In mammals, although size differences exist, most of organs consists of the same cells and exhibits the same structures. However, placentas are quite diverse in cell components, structures and the association between fetal membranes and maternal uteri. These differences have not been well characterized. Recently, endogenous retroviruses (ERVs) have been thought to have caused such diversity, which require both PEG type genes and syncytins.
It has long been thought that viruses/transposons components exist in organism’ genomes. In 2000, Mi et al., found that endogenous retrovirus (ERV, Syncytin-1) exists in the human placenta.
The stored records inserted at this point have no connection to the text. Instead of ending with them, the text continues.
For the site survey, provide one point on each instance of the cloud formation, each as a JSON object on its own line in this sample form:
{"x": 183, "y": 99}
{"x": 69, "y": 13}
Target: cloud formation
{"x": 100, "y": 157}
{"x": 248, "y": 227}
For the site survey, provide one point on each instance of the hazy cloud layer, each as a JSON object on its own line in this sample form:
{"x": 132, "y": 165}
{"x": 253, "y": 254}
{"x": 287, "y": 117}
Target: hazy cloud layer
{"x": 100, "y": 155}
Since then, syncytin-like structure and their functions have been reported in many animal species, but none of them contain the same nucleotide structures, strongly suggesting that these ERVs are independently captured and integrated into mammalian genomes. These observations revealed that structural diversity could be explained by these syncytin-like ERVs.
In this review, we presented sufficient evidence that the evolution of placenta or placental structures requires PEG10 and PRG11/RTL1, paternally expressed imprinted genes, and structural diversity comes from the syncytin-like ERVs. We also presented recent observations on ERVs and how these ERVs control gene expression of both functional genes as well as ERV themselves. Based on the recent information, we presented the baton-pass hypothesis, successive integration of ERVs and new models explaining placental diversity.